Single-Layered Biosynthesized Copper Oxide (CuO) Nanocoatings as Solar-Selective Absorber

Abstract

Herein, spectrally selective single-layered CuO nanocoatings were successfully demonstrated via green synthesis and deposited on stainless steel (SS) substrates using a spin coater at 700, 800, 900, and 1000 rpm. The morphological, structural, and compositional analyses of the obtained nanocoatings were studied using SEM, XRD, EDX, and Raman spectroscopy. The SEM images show nanorod-like structure surfaces with dense surface morphology.
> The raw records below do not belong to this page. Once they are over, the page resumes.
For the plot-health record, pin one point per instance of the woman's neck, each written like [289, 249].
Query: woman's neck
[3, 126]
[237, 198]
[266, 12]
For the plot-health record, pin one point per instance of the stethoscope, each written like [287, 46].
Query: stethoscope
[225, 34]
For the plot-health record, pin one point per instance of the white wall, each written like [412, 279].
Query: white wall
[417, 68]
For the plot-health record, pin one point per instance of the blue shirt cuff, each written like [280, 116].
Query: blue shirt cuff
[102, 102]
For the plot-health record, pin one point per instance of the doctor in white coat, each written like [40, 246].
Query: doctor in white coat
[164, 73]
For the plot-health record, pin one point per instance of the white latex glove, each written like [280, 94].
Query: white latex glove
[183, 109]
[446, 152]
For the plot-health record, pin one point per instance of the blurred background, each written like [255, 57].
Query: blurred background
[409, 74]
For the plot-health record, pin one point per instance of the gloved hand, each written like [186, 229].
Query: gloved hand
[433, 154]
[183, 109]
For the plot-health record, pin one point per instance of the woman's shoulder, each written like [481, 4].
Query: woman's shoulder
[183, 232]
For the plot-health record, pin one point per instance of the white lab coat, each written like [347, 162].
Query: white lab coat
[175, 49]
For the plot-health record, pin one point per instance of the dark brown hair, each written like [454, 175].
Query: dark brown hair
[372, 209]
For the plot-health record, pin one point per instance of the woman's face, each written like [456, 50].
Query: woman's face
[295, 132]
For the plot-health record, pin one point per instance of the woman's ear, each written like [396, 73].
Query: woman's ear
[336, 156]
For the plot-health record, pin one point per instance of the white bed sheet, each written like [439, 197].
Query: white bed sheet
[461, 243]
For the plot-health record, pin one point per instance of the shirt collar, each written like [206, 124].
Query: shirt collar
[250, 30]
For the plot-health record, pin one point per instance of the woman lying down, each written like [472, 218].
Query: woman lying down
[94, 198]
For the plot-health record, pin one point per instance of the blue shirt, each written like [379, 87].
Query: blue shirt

The XRD patterns confirmed the presence of peaks indexed to a monoclinic structural phase of CuO. The EDX spectra clearly revealed the presence of Cu and O elements, and XPS spectra showed peaks of Cu2p and O1s core levels, which are typical characteristics of Cu (II) and O(II), respectively, in CuO. The Raman spectra showed peaks at 305, 344, and 642 cm−1 attributed to Raman active (Ag+2Bg) modes for Cu-O stretching. Rutherford backscattering spectrometry (RBS) determined the content of the elements and the changes in the thicknesses of the coatings with the rotational speed (RS) of the spin coater. The elemental content of Cu and O atoms were, respectively, 54 and 46%. The thicknesses were calculated to be 1.406 × 1018 atoms/cm2 (296.3 nm), 1.286 × 1018 atoms/cm2 (271.0 nm), 1.138 × 1018 atoms/cm2 (239.8 nm), and 0.985 × 1015 atoms/cm2 (207.5 nm) at 700, 800, 900 and 1000 rpm, respectively. The optical properties of the CuO nanocoatings were characterized using UV–Vis–NIR and FTIR spectrometers; its vital solar selectivity parameters of solar absorptance (α) and emissivity (ε) were evaluated in the ranges of 0.3–2.5 and 2.5–20 µm wavelengths, respectively. The obtained coatings exhibited solar parameters (α = 0.90, and ε = 0.31) associated with 700 rpm due to an intrinsic and interference-induced absorption as well as higher attenuation of light.